We start with the first child node:

$H(Y | X = Square) = - P(Y=Blue | X = Square) \times \log P(Y=Blue| X = Square)$

$- P(Y=Yellow| X = Square) \times \log P(Y=Yellow| X = Square)$

$= - \frac{7}{9} \times \log\frac{7}{9} - \frac{2}{9} \times \log\frac{2}{9} = 0.23$

And then the second child node:

$H(Y | X = Circle) = - P(Y=Blue | X = Circle) \times \log P(Y=Blue| X = Circle)$

$- P(Y=Yellow| X = Circle) \times \log P(Y=Yellow| X = Circle)$

$= - \frac{4}{12} \times \log\frac{4}{12} - \frac{8}{12} \times \log\frac{8}{12} = 0.28$

Finally, we substitute the entropies in the Information Gain formula:

$IG(parent, X) = H(parent) - \sum_{x \in unique(X)} P(x|X) \times H(parent | X = x)$

$= 0.3 - \frac{9}{21} \times 0.23 - \frac{12}{21} \times 0.28 = 0.041$

As stated before, the objective of a node split is to maximize the Information Gain, and thus minimize the Entropy in the resulting children node. To do this, we need to try and split the node with different sets of inputs $X_1, X_2, \ldots, Xn$ and we only keep the split that maximizes the Information Gain:

$X^{\*} = \underset{X_i}{\operatorname{argmax}} IG(Y, X_i)$

When to stop splitting

The node splitting in decision trees is a recursive, so there must be a criteria which we can use in order to stop the splitting. These some of the most implemented criteria:

When the node is pure: H(node) = 0. It's pointless to split the node any further.
Maximum number of depth: We can set a maximum depth that the model can reach, it means that even if the node is not pure the splitting is stopped.
Minimum number of samples per node: We can also set a minimum number $N$ of samples per node. If the number of samples per node is equal to $N$ then we stop splitting even if the node is not pure.
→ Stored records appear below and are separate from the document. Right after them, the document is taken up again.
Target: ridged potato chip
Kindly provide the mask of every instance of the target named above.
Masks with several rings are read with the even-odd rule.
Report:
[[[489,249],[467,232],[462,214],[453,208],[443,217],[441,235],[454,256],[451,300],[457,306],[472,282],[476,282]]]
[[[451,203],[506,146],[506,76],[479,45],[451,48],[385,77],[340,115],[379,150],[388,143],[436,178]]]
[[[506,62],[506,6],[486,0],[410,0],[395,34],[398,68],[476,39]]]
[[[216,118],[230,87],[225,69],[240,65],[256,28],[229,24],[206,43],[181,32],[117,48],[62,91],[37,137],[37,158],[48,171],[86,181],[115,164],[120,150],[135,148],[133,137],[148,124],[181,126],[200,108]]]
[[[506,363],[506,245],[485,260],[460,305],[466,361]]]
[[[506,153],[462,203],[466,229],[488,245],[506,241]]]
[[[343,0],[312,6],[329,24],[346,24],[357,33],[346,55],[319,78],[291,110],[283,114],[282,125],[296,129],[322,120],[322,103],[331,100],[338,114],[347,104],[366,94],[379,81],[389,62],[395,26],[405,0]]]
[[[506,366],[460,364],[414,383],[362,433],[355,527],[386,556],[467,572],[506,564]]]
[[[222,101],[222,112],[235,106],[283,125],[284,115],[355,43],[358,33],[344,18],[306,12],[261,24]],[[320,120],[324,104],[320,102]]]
By the end of the training ( the splitting ), each node that relies on the end of the decision tree is called a "Leaf", because it is not a root to any subtree. Each leaf will represent yield the class with the most samples.

Conclusion

Decision tree is one of the most famous machine learning algorithms due to its efficiency, intuitive background and simple implementation. This algorithm can further be used with numerical independent variables ( Gaussian Decision Tree ), and it can be extended to solve regression tasks as well.